IL CONSIGLIO PER LA COMUNITA’ ARMENA DI ROMA 

CELEBRA DIECI ANNI DI ATTIVITA’

 

Il “Consiglio per la comunità armena di Roma”

 

con il Patrocinio del

 

Pontificio Collegio Armeno

 

è lieto di invitare la S.V. al

 

10° anniversario di attività

 

Domenica 26 ottobre 2008 - Ore 11.00

 

Pontificio Collegio Armeno - Salita di San Nicola da Tolentino 17

 

 

>> Scarica l'invito 

 


 

IL CONSIGLIO PER LA COMUNITA’ ARMENA DI ROMA 

CELEBRA DIECI ANNI DI ATTIVITA’

 

 

Si svolgerà il prossimo 26 ottobre alle ore 11,00 presso il Pontificio Collegio Armeno (salita s.
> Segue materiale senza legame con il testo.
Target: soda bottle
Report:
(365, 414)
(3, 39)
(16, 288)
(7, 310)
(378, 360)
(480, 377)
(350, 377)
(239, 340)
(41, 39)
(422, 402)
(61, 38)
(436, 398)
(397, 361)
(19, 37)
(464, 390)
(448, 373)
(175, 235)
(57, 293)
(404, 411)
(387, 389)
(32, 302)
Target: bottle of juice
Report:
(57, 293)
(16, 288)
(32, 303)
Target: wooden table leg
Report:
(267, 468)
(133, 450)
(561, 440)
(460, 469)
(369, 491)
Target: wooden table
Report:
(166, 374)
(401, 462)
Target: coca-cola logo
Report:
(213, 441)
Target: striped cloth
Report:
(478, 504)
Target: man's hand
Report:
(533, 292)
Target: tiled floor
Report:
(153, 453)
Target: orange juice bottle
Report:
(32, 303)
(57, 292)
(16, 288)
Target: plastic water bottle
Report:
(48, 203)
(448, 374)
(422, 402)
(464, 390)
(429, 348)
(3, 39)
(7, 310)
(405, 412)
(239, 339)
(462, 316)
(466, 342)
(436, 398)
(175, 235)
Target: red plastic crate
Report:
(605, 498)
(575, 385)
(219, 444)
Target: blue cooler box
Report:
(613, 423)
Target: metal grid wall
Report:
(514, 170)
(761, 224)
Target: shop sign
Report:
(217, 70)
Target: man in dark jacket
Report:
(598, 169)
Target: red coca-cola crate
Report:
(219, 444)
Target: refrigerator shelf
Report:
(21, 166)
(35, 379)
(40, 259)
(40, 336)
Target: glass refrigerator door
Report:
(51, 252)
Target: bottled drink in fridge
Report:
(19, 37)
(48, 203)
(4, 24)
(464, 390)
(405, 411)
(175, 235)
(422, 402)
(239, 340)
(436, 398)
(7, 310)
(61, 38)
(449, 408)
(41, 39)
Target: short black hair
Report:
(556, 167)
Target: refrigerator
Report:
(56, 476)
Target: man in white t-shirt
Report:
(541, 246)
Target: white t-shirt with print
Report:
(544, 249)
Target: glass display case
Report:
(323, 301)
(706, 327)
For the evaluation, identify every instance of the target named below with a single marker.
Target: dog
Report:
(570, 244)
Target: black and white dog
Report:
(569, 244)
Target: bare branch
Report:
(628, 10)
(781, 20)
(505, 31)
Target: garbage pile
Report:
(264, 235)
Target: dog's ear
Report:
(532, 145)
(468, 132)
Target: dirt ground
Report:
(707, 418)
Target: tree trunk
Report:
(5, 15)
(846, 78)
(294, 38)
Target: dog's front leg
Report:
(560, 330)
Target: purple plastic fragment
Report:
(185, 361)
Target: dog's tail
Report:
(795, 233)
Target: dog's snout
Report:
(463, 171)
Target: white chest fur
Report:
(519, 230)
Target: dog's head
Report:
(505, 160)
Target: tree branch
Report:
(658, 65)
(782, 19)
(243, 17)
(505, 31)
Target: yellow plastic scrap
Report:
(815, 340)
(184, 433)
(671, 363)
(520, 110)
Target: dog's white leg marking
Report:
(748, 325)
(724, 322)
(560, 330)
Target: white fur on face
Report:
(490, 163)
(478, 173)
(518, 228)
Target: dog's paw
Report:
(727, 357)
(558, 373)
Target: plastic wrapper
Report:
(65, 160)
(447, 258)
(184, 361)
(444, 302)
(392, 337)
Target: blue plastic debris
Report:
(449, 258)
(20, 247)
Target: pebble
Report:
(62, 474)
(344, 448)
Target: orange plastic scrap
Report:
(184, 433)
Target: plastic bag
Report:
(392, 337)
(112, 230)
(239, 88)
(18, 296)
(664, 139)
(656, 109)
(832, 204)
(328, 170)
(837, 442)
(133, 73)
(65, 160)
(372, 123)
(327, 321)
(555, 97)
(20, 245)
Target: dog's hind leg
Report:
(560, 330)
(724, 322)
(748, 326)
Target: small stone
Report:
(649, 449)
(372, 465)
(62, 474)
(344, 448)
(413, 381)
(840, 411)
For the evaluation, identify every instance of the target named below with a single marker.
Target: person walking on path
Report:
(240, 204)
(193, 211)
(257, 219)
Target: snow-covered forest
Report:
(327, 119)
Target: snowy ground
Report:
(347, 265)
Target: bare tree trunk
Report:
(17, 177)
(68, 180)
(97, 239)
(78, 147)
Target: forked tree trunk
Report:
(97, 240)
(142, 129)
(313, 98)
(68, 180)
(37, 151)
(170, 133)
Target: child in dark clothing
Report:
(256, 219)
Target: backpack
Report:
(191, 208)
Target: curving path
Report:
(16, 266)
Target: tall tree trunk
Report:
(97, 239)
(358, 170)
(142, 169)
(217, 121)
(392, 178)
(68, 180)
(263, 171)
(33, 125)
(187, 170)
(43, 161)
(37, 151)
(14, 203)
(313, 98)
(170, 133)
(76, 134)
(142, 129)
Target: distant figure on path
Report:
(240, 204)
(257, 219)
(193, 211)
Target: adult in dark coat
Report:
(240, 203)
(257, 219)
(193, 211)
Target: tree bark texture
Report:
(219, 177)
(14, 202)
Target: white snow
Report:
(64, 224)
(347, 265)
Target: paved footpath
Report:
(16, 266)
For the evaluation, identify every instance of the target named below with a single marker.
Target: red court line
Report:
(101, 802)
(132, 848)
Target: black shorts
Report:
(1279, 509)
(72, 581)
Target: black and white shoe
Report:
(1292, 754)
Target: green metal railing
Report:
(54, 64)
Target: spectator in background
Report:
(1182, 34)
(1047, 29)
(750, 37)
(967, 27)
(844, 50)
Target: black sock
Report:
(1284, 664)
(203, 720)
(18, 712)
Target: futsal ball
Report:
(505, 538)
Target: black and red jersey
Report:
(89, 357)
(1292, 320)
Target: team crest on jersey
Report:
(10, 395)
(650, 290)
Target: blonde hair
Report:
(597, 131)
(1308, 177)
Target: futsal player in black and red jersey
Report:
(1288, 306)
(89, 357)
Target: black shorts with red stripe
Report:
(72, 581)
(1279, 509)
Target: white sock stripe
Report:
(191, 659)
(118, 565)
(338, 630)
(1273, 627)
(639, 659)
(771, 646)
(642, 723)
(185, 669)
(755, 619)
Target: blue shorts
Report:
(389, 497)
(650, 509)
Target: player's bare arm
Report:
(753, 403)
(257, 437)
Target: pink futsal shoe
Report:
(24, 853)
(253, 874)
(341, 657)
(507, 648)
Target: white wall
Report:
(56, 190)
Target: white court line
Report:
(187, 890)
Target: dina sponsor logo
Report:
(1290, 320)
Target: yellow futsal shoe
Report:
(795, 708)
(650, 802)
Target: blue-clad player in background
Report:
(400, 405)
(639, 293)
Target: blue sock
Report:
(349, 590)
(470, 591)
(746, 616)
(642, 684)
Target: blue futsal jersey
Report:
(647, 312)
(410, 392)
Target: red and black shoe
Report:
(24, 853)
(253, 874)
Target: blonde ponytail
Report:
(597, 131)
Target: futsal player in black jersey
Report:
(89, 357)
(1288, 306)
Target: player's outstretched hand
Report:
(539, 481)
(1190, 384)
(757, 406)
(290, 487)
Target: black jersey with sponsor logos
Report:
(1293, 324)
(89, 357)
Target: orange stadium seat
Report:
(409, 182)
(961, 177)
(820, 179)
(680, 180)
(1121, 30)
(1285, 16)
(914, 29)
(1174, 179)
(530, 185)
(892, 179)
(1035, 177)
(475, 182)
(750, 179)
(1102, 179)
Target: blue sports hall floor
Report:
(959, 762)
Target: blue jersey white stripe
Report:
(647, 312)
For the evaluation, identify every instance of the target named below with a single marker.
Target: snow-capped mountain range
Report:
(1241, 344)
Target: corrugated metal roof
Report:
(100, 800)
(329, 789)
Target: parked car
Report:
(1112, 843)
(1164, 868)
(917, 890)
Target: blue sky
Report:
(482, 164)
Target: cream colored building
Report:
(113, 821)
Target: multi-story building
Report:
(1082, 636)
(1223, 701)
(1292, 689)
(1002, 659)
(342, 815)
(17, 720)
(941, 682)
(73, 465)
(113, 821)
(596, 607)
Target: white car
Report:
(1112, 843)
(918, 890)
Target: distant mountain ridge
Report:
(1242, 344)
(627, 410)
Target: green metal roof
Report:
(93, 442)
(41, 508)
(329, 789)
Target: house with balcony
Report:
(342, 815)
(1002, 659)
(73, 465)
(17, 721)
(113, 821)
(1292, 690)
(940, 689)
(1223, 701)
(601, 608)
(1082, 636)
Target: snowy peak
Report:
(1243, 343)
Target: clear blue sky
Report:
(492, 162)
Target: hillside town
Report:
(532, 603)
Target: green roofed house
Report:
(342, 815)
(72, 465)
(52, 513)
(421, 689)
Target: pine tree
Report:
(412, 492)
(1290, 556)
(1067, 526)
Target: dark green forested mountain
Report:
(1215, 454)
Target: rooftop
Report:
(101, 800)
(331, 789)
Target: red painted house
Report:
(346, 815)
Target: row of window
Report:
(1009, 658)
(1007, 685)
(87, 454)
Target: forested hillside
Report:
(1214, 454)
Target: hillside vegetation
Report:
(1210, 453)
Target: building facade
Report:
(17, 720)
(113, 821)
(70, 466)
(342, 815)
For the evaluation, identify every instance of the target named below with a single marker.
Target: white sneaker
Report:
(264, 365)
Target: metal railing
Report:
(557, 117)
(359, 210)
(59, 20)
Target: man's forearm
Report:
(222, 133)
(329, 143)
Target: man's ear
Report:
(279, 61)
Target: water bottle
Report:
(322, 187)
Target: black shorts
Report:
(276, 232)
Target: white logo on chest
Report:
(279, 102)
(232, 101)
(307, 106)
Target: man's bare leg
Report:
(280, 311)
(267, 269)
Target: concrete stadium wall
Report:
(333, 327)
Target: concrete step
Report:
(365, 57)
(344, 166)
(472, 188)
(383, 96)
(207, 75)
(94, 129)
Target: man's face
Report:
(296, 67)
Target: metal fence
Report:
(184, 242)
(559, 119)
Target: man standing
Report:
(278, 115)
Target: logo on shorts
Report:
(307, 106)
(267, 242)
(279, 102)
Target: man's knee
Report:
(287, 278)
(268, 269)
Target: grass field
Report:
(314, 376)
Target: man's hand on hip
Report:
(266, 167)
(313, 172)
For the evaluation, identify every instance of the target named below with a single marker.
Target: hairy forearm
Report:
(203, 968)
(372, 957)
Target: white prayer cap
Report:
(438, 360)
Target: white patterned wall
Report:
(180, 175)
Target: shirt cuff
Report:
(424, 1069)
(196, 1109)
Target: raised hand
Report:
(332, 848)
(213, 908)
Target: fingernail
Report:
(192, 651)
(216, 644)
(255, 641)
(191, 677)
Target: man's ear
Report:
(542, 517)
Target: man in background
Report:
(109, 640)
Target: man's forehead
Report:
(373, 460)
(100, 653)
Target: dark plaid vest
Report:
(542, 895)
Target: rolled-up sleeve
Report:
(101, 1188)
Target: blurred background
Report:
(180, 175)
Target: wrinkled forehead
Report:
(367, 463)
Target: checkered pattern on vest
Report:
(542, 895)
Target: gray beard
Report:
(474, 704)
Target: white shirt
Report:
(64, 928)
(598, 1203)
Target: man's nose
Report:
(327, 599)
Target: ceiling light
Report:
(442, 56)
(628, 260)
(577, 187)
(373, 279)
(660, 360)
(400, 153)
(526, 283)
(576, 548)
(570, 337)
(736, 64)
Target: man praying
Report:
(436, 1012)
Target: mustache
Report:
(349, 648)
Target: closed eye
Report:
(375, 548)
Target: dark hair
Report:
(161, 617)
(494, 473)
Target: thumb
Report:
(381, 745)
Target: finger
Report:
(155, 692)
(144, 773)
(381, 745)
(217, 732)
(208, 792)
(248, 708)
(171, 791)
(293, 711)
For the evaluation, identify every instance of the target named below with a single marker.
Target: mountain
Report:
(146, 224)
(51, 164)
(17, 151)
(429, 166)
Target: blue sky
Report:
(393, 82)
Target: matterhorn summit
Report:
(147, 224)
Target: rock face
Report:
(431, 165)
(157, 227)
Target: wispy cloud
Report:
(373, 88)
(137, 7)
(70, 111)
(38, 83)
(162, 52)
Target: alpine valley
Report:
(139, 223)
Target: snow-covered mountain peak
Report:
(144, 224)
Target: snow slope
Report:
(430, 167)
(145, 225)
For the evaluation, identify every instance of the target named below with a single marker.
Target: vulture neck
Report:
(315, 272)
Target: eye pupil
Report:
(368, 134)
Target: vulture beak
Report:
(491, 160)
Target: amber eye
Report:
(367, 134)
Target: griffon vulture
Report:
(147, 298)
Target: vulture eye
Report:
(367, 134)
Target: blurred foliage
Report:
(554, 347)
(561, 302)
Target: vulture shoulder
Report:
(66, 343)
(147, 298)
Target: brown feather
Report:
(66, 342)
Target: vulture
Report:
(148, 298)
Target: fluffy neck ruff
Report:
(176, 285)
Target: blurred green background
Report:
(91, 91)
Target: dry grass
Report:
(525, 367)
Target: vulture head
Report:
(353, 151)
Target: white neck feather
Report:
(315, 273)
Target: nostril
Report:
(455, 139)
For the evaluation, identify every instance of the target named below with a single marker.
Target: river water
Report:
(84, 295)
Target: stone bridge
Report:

Nicola da Tolentino 17,) la festa per celebrare i dieci anni di attività del Consiglio per la comunità armena di Roma, costituitosi nel 1998 allo scopo di mantenere, diffondere e rafforzare lo spirito e l’identità armena tramite attività culturali, sociali e religiose.

 

Dieci anni ricchi  di iniziative e partecipazione nel corso dei quali non sono mancate collaborazioni con l’Ambasciata della Repubblica Armena, con il Pontificio Collegio Armeno e le altre realtà armene presenti in Italia.

 

Appuntamenti culturali (presentazione di libri, concerti, conferenze, proiezioni, lezioni di lingua, cultura e storia armena) ed iniziative comunitarie (pranzi con specialità armene, escursioni), solidarietà (aiuti, raccolte fondi, mercatini solidali) e persino l’allestimento di uno spettacolo teatrale (“Qualcuno c’è”, primo testo teatrale scritto in Italia sul genocidio armeno) hanno caratterizzato questo decennio di intenso e proficuo lavoro al servizio della comunità.

 

Un impulso a tutte le attività è stato dato dalla realizzazione nel 2000 del sito (www.comunitaarmena.it), divenuto in breve tempo  un vero e proprio punto di riferimento istituzionale per l’Italia e dalla pubblicazione (dal 1999 in formato cartaceo e da quattro anni on line) del periodico quindicinale “Akhtamar”.

 

Non è mancato, poi, anche l’impegno politico.

 

Ricordiamo infatti le numerose “campagne” lanciate tramite il sito (da ultimo quella sui manuali di storia in uso alle superiori e spesso privi di riferimenti al genocidio armeno), gli incontri con le scolaresche, la partecipazione a programmi radio televisivi, le interviste sulla carta stampata, il contributo a conferenze anche in ambito parlamentare e i colloqui con istituzioni e realtà associative e politiche locali e nazionali, il monitoraggio costante della stampa per vigilare contro il negazionismo o correggere inesattezze pubblicate, oltre alle ricorrenti cerimonie commemorative del Metz Yeghern (il Grande Male).

 

A questo proposito segnaliamo, anche lo scoprimento di una targa dedicata alle vittime del genocidio del 1915 apposta con il patrocinio del Comune di Roma (novembre 2006) e la campagna mediatica di sensibilizzazione "Una tragedia che non ha parole" pubblicata nel 2008 su alcuni quotidiani nazionali e locali e diffusa sui video presenti sui mezzi pubblici di Roma, Milano, Firenze e Bari.

 

Rammentiamo la promozione e l’organizzazione dell’importante manifestazione (gennaio 2007) tenutasi in piazza del Campidoglio per commemorare, insieme a tutte le realtà armene presenti in Italia, il giornalista armeno Hrant Dink assassinato il 19 gennaio 2007 ad Istambul per il quale è stato istituito anche un riconoscimento giornalistico a lui dedicato, la cui prima edizione si è tenuta a gennaio 2008.

 

Dieci anni che non rappresentano per noi un punto di arrivo ma solo la base per un impegno ancor più forte, verso nuove sfide.